Xbox em Transformação: Franquias Clássicas como Doom e Quake Seguem Firmes Apesar dos Cortes
A Microsoft oficializou os detalhes dos massivos cortes de pessoal que vinham sendo especulados há semanas no universo dos games. A reestruturação afeta diversos estúdios, com Double Fine, Compulsion Games, Ninja Theory, Undead Labs e Arkane deixando o guarda-chuva da empresa. Porém, o cenário para as desenvolvedoras que permanecem sob o comando da gigante americana pode ser diferente do esperado.
A ZeniMax, subsidiary da Microsoft responsável por títulos icônicos, parece estar adotando uma nova estratégia focada em grandes franquias. Essa mudança de rumo gerou preocupações entre fãs sobre o futuro de sagas lendárias como Doom, Quake e Wolfenstein. Afinal, essas séries representam pilares da indústria gamer — Doom revolucionou os shooters em primeira pessoa nos anos 90, enquanto Quake se consolidou como referência competitiva.
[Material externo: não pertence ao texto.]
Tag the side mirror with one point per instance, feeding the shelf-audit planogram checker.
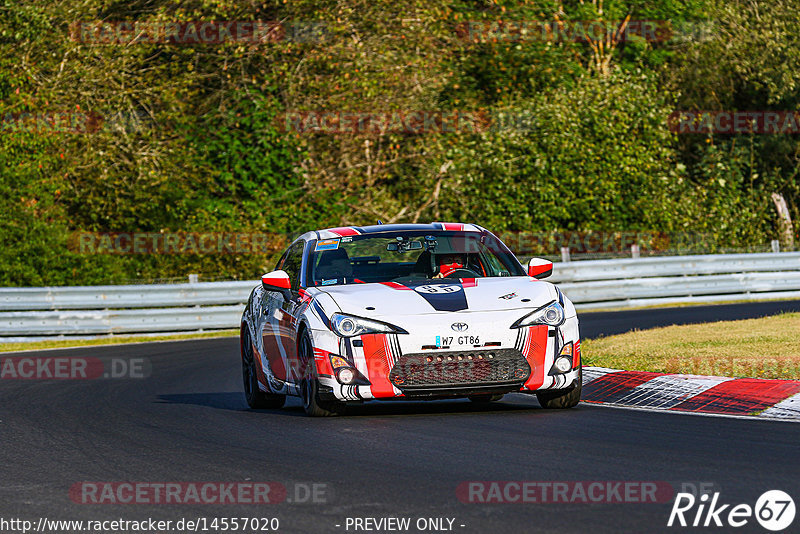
(276, 281)
(539, 268)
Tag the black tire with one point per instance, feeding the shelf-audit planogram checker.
(255, 398)
(560, 398)
(309, 385)
(485, 399)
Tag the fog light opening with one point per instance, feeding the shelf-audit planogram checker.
(346, 375)
(563, 364)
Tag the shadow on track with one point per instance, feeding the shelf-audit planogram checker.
(234, 401)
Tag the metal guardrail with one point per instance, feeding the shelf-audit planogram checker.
(99, 310)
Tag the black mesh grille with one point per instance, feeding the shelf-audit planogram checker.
(449, 369)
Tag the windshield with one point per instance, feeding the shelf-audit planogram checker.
(409, 256)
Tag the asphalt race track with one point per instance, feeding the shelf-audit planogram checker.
(188, 421)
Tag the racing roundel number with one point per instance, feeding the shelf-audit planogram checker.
(438, 289)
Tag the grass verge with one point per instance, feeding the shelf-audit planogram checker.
(768, 347)
(116, 340)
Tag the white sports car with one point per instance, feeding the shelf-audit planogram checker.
(407, 311)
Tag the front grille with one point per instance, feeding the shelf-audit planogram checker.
(462, 368)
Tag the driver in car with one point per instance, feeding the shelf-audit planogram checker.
(448, 264)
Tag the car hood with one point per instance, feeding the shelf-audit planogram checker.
(392, 299)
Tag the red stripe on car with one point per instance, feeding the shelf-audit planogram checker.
(535, 351)
(376, 353)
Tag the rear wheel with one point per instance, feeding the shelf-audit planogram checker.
(253, 395)
(309, 385)
(485, 399)
(560, 398)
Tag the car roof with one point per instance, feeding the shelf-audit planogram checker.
(342, 231)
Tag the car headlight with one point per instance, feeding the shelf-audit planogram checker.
(551, 314)
(350, 326)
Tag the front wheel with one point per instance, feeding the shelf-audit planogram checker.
(253, 395)
(309, 385)
(561, 399)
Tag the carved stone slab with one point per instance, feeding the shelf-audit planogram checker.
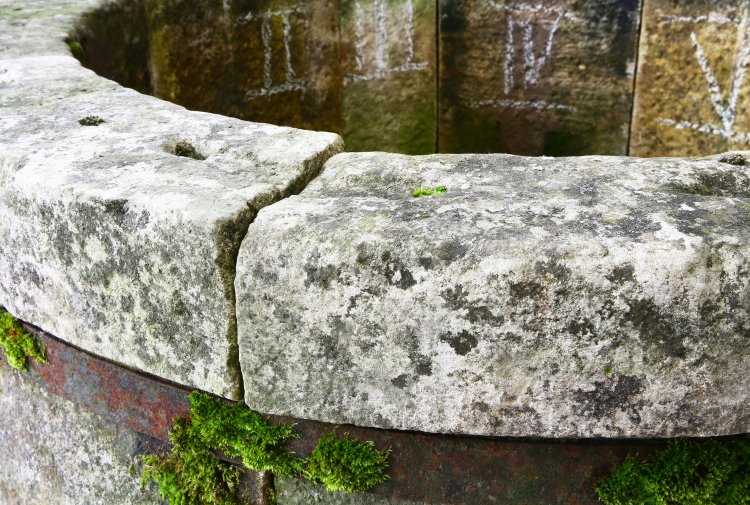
(536, 77)
(693, 88)
(572, 297)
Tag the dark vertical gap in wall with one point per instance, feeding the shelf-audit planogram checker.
(635, 74)
(437, 75)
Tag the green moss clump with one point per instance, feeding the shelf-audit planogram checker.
(191, 473)
(685, 473)
(428, 191)
(344, 464)
(242, 432)
(17, 344)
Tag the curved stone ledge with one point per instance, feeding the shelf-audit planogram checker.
(115, 237)
(571, 297)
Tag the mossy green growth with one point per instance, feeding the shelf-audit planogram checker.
(708, 472)
(344, 464)
(193, 473)
(428, 191)
(17, 344)
(76, 49)
(241, 432)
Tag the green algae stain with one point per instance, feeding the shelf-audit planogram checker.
(17, 344)
(429, 191)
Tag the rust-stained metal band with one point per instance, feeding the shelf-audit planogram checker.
(429, 468)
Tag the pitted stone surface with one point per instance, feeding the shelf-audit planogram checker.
(112, 237)
(570, 297)
(55, 453)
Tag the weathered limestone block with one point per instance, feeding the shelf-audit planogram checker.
(571, 297)
(388, 59)
(693, 89)
(121, 238)
(290, 491)
(536, 77)
(55, 453)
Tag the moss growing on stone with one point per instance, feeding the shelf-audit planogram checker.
(91, 121)
(76, 49)
(428, 191)
(193, 473)
(344, 464)
(17, 344)
(686, 473)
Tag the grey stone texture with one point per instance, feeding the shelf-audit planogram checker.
(569, 297)
(290, 491)
(55, 453)
(121, 238)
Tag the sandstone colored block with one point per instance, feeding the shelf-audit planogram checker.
(536, 77)
(571, 297)
(55, 453)
(290, 491)
(693, 88)
(388, 64)
(113, 237)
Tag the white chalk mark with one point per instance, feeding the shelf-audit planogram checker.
(287, 48)
(522, 104)
(726, 109)
(526, 8)
(381, 35)
(533, 61)
(361, 43)
(713, 18)
(291, 82)
(376, 64)
(705, 128)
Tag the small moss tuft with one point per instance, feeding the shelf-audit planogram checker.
(76, 49)
(191, 473)
(183, 148)
(91, 121)
(343, 464)
(708, 472)
(17, 344)
(428, 191)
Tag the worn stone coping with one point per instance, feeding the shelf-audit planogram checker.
(423, 468)
(120, 236)
(568, 297)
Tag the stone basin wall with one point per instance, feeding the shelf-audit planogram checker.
(557, 312)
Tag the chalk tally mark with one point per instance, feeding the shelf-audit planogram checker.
(292, 80)
(524, 21)
(724, 105)
(372, 56)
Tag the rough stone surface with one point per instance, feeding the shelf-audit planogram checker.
(580, 297)
(53, 452)
(551, 77)
(121, 238)
(290, 491)
(693, 87)
(388, 64)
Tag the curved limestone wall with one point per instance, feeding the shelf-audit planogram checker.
(562, 77)
(473, 294)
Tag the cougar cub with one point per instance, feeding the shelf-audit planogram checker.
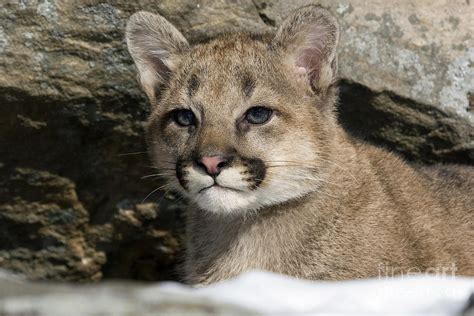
(244, 126)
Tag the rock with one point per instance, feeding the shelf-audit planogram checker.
(71, 110)
(42, 228)
(407, 74)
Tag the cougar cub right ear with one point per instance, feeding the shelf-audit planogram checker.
(308, 38)
(155, 46)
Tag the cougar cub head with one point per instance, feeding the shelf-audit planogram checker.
(240, 122)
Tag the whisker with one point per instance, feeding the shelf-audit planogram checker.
(156, 175)
(133, 153)
(155, 190)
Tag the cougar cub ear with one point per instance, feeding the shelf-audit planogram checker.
(155, 45)
(308, 38)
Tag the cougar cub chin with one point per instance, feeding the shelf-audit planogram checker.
(244, 126)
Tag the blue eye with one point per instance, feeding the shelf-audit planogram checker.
(258, 115)
(184, 117)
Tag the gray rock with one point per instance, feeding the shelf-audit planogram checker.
(72, 114)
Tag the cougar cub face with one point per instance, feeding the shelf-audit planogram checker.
(239, 123)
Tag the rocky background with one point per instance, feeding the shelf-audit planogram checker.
(72, 154)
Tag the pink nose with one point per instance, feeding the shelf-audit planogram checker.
(213, 164)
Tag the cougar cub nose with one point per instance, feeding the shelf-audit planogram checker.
(213, 164)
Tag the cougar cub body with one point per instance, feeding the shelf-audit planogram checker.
(244, 126)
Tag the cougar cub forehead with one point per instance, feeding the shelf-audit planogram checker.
(237, 123)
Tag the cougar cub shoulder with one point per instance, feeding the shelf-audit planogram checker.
(244, 126)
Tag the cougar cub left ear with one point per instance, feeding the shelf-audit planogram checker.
(155, 45)
(309, 38)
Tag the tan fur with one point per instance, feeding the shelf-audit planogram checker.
(353, 210)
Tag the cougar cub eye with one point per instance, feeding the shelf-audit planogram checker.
(258, 115)
(184, 117)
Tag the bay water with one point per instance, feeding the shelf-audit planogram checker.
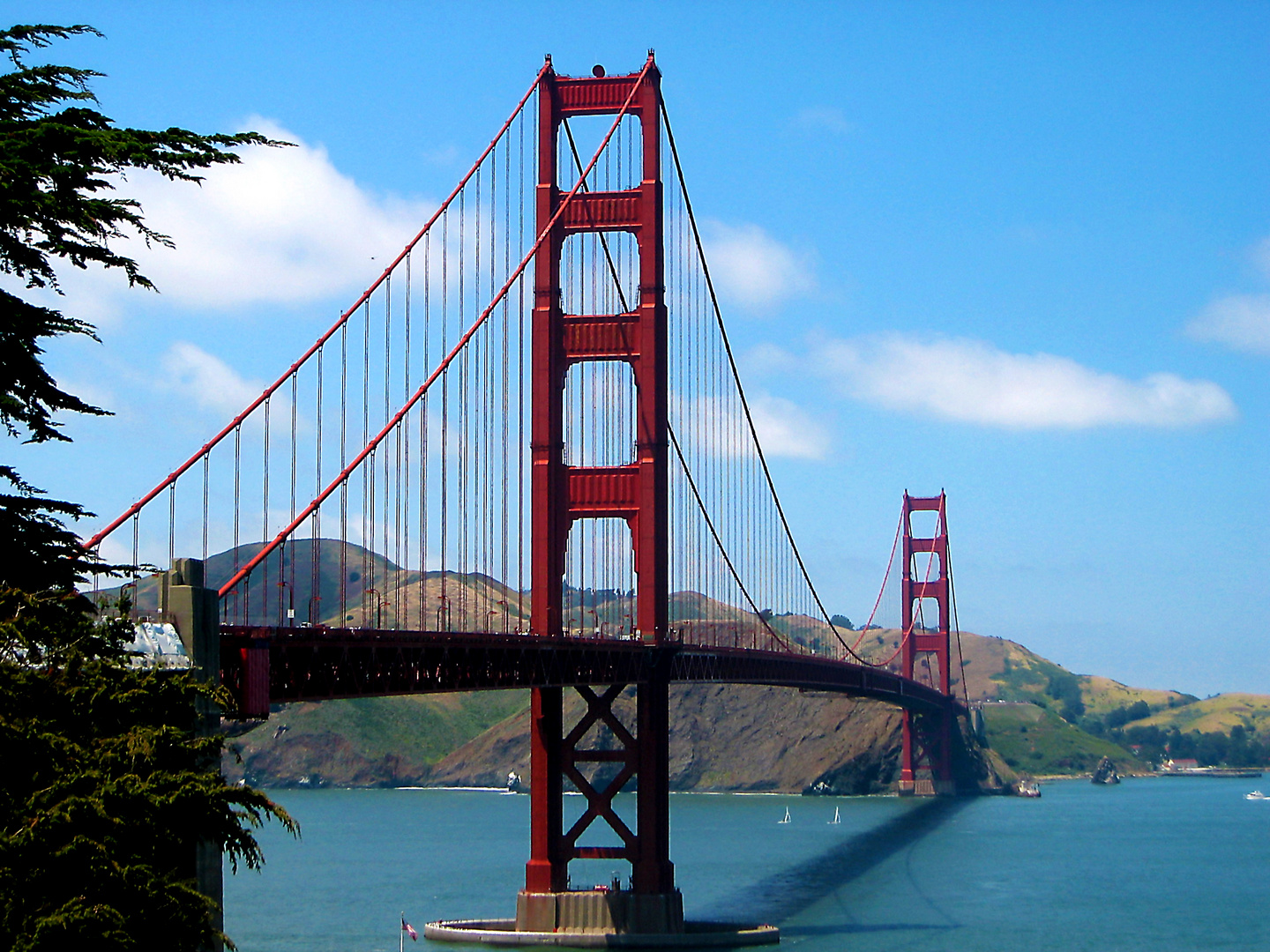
(1154, 863)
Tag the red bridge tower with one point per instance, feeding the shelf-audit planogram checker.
(927, 766)
(635, 493)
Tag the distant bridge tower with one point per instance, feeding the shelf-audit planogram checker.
(635, 492)
(927, 766)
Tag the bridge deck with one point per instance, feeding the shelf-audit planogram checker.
(277, 664)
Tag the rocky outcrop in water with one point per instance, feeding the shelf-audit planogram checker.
(1105, 772)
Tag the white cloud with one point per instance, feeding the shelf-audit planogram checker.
(822, 117)
(716, 427)
(1261, 256)
(766, 360)
(207, 380)
(1240, 322)
(785, 429)
(973, 383)
(282, 227)
(752, 270)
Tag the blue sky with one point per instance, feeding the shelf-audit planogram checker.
(1020, 251)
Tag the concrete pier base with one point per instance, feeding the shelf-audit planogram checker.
(602, 919)
(600, 911)
(926, 787)
(503, 932)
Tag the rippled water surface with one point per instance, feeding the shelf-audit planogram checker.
(1160, 865)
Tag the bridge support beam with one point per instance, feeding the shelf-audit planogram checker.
(926, 761)
(192, 609)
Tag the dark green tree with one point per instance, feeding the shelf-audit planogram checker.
(107, 784)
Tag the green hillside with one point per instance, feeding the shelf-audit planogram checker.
(1035, 740)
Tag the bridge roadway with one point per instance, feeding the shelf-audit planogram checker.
(263, 664)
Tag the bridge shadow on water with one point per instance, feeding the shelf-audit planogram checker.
(785, 894)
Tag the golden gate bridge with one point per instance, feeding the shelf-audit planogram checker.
(527, 456)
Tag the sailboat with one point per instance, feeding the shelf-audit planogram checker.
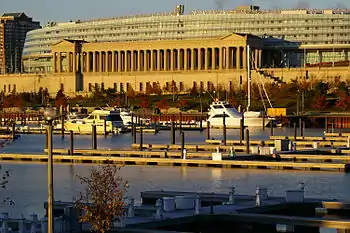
(233, 117)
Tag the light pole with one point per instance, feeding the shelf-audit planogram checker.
(50, 115)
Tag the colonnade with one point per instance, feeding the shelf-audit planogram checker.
(182, 59)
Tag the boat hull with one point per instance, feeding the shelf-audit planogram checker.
(236, 122)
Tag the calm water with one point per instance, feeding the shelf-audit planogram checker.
(28, 185)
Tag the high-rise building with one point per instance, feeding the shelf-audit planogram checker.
(13, 30)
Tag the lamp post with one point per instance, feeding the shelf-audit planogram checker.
(50, 115)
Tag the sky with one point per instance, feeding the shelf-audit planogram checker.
(66, 10)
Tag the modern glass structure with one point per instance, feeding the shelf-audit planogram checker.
(306, 26)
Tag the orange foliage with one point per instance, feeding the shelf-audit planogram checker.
(103, 199)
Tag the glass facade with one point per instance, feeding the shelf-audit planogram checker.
(305, 26)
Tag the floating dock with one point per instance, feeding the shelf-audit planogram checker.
(96, 158)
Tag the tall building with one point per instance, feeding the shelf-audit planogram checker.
(311, 27)
(13, 30)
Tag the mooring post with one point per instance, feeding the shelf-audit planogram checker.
(133, 130)
(224, 127)
(247, 141)
(180, 122)
(94, 138)
(208, 130)
(62, 126)
(172, 133)
(71, 142)
(271, 127)
(13, 131)
(105, 127)
(241, 131)
(182, 143)
(263, 121)
(301, 127)
(132, 124)
(141, 138)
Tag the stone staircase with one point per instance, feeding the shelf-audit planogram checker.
(275, 79)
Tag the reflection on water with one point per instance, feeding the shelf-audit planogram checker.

A boa notícia é que, segundo relatos, a reorientação da ZeniMax não significa sentença de morte para essas franquias clássicas. Pelo contrário, a aposta em séries de maior destaque pode garantir mais recursos e atenção para esses títulos que construíram legados imensuráveis na história dos videogames.
O contexto é importante: a indústria atravessa um período de consolidação e reavaliação. Grandes editoras estão focando em um número menor de projetos de maior envergadura, em vez de dispersar recursos em múltiplos lançamentos simultâneos. Para franquias estabelecidas como Doom e Quake, isso pode ser uma oportunidade de receber investimentos robustos e equipes dedicadas.
Os fãs brasileiros dessas sagas — especialmente da comunidade competitiva de Quake — acompanham com atenção os próximos movimentos da ZeniMax. O esperado é que a empresa mantenha o compromisso com essas propriedades intelectuais que moldaram gerações de jogadores ao redor do mundo.